Understanding How AI LLMs Actually Work

I recently came across this video, 99% of Developers Don't Get LLMs, that despite it's click-bate title, makes a good point. It's a point I have been passionate about my whole life. The core is that we should not simply use tools, but also understand them. To be clear, I am not advocating for expert level understanding of the inner-workings of every device or piece of software we use in our personal and professional lives, but for a foundational knowledge. I have a few unrelated examples from my own life below showcasing how my innate curiosity has benefited me over the years.

When I was in 5th or 6th grade in the late 90s, I began upgrading and replacing parts in a Gateway desktop PC that was given to me, which quickly led to my first full custom build in the early '00s. As I researched parts before making purchase decisions, I gravitated to those review sites such as Tom's Hardware, Anandtech, TweakTown and others that really went into architectural deep dives for each component, and mapping the performance back to architectural decisions. This led me to gain a very solid understanding of not just the parts and their relative performance characteristics, but also why their performance sat where it did, and the design trade offs made along the way, and also in computer architecture. This knowledge allowed me to make much more informed decisions knowing my use cases (as a budding 3D artist in High School, I had some odd needs for your typical teenager).
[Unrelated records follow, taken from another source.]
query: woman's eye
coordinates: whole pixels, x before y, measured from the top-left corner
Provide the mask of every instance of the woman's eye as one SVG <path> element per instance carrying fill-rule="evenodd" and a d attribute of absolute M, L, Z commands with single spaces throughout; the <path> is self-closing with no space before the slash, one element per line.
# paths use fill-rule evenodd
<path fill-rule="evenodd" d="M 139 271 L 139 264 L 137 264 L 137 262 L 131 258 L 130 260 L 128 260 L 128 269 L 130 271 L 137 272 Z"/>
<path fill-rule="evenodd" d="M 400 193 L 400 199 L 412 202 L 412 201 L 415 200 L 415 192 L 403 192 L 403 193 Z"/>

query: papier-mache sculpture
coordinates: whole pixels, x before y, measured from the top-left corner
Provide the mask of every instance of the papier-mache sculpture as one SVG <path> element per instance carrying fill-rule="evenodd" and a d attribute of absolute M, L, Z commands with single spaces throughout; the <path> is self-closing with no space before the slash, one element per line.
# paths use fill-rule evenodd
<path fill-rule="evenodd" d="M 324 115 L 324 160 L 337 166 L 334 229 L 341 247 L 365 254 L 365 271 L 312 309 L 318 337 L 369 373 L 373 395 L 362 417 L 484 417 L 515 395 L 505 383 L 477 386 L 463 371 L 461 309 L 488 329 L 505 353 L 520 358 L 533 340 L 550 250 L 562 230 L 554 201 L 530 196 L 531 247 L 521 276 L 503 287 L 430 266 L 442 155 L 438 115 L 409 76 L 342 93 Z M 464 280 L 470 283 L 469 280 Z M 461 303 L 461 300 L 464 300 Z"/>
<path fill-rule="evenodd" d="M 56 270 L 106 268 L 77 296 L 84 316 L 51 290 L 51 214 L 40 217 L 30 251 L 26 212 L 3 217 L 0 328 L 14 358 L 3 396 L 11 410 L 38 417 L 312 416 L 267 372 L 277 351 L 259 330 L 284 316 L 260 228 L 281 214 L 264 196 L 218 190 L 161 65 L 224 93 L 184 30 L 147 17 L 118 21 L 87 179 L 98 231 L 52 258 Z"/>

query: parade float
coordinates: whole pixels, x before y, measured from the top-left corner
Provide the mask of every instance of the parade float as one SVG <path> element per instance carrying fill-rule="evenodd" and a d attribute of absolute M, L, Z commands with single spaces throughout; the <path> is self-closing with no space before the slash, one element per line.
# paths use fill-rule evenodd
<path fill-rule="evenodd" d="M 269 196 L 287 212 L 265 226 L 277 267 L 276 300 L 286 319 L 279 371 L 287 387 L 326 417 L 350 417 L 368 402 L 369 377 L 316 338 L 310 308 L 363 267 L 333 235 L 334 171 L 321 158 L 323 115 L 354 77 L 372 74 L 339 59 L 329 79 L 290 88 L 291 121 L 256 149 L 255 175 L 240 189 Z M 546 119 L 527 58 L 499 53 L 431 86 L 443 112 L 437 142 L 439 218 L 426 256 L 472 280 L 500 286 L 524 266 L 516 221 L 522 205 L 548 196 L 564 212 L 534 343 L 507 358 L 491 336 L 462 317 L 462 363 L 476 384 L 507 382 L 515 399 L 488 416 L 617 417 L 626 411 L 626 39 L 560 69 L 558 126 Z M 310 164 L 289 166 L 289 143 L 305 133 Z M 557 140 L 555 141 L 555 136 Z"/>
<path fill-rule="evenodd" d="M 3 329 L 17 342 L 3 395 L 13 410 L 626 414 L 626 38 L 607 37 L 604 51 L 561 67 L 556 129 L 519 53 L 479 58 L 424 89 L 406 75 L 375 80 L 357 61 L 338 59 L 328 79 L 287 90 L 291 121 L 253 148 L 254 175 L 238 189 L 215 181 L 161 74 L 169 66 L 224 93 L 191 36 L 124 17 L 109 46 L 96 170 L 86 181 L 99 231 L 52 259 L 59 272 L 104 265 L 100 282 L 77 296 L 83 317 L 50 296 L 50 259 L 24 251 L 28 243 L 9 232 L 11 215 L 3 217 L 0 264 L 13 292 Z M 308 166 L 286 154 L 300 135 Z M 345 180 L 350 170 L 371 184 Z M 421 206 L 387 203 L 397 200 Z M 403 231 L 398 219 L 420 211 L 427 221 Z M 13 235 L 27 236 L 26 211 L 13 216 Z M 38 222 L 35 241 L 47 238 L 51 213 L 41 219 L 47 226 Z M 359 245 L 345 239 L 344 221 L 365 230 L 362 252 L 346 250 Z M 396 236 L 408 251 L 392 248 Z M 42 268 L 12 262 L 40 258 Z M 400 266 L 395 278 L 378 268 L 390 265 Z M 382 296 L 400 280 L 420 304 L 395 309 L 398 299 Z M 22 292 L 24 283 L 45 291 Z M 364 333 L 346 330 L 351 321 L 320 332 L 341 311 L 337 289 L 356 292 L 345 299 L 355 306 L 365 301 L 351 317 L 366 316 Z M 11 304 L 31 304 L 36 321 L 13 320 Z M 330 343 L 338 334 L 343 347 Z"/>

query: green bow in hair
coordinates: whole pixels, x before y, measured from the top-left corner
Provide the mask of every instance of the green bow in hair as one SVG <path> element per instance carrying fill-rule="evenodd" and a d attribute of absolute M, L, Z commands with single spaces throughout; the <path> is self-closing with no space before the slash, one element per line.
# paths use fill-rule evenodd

As another (more relatable perhaps) example, when I started driving, I read a few books on the mechanical workings of cars, and always had the repair manual for cars I owned on hand. I typically changed my own oil, performed my own brake pad swaps, spark plug replacements and brake disc replacements. These are all relatively straight-forward things to do, and saved me a large amount of money over time. It also afforded me a lot of insight when talking with mechanics on the larger items I wasn't equipped to fix myself, and the ability to understand the complexity, labor and other factors when reading their estimates.

The two examples above illustrate some of the advantages I've had in life carrying a more then surface-deep understanding of various tools used in my day-to-day. However, my curiosity as to the inner workings of everything extends to almost every corner of my life, and that curiosity has nearly always paid for itself in the long run.

When it comes to my use of AI as a developer and professional, this is no different. When we begin to understand what LLMs and the Transformer Models they are built on actually do under the hood, a lot becomes demystified. When we internalize the idea of token prediction, and begin to realize that AI isn't even really answering our questions, but instead, it's completing our thoughts, filling in the blanks, and simply predicting what the next words should probably look like after the ones we prompted, we can begin to understand they why behind prompt engineering. We can begin to make educated adjustments to our use of the tool. We can (and very much should) realize AI in its current form is not actually intelligent, but simply recognizing the patterns in our prompts, looking at it's training data to see what structures look similar, and, using probability and assigned weights to fill in the blank we left it.

I strongly encourage personal learning and growth to everyone I speak with on the subject, especially given how quickly our world is changing and evolving. Learning and deeper understanding MUST be an integral part of all of our lives to keep up, stay relevant, and not least of all, grow as individuals. Knowledge truly is power, and AI isn't going to change that principle - maybe just the substance.